Do any of y'all own a mf 4600 series tractor if so how do you like it and have you had any trouble out of the new tier 4 engine. I'm buying a new tractor and I was going to get the jd 5100e but I stopped by a mf dealer just to look and the 4610 which is a 100hp just like the jd but I can get the massey $10,000 cheaper. the tractors primary job will be pulling a 15ft batwing mower. I would just like to here some opinions about the mf I've never owned one


----------



## Robert28 (Apr 9, 2014)

300 ultra mag said:


> Do any of y'all own a mf 4600 series tractor if so how do you like it and have you had any trouble out of the new tier 4 engine. I'm buying a new tractor and I was going to get the jd 5100e but I stopped by a mf dealer just to look and the 4610 which is a 100hp just like the jd but I can get the massey $10,000 cheaper. the tractors primary job will be pulling a 15ft batwing mower. I would just like to here some opinions about the mf I've never owned one



Haven't been following Massey tractors lately. I know they had to rework their HD line of utility tractors a few years ago, but am clueless on them since then.

As for the 5100E, I think it's the replacement for the 5093E that was tier 3. I think they made improvements to the layout of the controls in the cab and other things in 2013 so that's a plus. Also, the 12/12 power reverser is the cat's pajamas. The 12/12 has been around for a long time, I think Deere has a 24/24 or 36/12 in the premium tractors now. I have a 9/3 synch shuttle in my 5203 and it's nice, but it ain't no power reverser. 

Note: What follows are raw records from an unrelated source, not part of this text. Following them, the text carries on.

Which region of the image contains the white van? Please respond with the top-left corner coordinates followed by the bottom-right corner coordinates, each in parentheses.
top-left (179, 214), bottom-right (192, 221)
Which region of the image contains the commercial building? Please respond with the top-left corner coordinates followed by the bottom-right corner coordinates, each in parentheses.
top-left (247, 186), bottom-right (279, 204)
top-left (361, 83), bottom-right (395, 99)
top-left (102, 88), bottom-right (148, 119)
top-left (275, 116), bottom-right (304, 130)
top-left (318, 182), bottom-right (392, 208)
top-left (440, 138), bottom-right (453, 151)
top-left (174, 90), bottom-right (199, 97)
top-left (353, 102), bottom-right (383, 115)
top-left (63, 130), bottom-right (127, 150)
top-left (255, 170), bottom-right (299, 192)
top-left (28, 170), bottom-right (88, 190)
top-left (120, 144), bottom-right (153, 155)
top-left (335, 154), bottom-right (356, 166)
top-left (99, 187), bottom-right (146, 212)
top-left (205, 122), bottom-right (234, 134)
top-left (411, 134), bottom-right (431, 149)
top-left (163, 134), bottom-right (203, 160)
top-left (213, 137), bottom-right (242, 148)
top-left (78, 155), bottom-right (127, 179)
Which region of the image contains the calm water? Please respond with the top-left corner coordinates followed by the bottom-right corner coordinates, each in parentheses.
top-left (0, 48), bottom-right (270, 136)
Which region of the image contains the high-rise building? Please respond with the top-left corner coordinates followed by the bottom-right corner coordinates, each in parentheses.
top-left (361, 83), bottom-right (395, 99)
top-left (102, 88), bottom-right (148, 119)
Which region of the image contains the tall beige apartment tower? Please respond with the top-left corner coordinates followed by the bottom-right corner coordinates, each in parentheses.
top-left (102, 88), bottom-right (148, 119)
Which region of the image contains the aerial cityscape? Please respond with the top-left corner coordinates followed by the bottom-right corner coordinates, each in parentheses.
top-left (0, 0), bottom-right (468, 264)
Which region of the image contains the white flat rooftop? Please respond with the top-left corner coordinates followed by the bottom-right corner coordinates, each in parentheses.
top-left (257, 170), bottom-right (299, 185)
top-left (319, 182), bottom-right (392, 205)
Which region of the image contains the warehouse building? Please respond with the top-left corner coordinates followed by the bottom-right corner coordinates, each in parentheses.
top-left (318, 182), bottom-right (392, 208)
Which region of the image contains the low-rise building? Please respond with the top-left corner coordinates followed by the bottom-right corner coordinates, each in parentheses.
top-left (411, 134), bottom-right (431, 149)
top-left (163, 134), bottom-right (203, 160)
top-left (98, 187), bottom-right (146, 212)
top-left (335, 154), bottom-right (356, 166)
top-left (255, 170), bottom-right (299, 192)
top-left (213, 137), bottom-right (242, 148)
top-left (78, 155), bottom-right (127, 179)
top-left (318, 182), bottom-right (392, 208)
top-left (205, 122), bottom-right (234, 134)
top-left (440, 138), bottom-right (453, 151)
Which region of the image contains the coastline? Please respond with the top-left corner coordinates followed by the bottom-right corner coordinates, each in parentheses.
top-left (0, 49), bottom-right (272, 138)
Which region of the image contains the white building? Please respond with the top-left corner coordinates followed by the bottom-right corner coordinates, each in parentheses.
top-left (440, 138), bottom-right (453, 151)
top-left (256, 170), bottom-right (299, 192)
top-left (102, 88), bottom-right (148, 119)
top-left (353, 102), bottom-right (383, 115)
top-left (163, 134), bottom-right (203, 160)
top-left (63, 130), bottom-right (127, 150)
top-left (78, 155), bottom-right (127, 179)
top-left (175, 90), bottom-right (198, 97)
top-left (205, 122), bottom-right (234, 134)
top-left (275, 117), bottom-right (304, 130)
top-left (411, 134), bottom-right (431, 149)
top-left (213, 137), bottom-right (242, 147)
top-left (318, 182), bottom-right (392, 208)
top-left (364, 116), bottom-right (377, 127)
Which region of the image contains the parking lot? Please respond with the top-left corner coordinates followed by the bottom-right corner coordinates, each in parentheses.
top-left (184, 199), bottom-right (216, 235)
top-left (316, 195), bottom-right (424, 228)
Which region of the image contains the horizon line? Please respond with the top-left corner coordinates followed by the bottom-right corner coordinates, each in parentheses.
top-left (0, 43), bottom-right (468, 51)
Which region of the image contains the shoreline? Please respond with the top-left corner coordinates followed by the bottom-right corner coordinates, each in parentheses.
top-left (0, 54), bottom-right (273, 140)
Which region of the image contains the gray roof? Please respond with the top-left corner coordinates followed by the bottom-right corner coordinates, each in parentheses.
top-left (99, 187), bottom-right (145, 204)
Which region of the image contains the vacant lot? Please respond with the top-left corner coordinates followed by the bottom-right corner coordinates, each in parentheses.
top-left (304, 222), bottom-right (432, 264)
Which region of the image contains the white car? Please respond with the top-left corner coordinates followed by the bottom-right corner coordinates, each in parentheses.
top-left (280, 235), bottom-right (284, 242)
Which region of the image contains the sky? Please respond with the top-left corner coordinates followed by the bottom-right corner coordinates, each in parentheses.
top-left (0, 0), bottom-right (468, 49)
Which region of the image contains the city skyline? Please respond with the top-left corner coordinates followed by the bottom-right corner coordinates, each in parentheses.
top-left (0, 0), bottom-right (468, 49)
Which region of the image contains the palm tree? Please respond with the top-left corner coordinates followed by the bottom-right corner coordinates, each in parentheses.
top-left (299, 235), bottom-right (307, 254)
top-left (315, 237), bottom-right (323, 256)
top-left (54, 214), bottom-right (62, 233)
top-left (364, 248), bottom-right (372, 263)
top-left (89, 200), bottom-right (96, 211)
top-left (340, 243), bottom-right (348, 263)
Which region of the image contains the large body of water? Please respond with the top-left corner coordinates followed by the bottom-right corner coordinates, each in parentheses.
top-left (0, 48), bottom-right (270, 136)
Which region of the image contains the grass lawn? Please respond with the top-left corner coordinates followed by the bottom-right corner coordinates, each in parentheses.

If I were you I would also get a price on a 6100D tractor just to do it. You may be surprised that you can move up to much more tractor for not much more money.


----------



## southernman13 (Apr 10, 2014)

Have a smaller Massey and love it. The commercial mowing guys have a place where I live in Florida. They run l big masseys like your talking about for mowing right of ways. Look on tractor by net. Com may find info there.


----------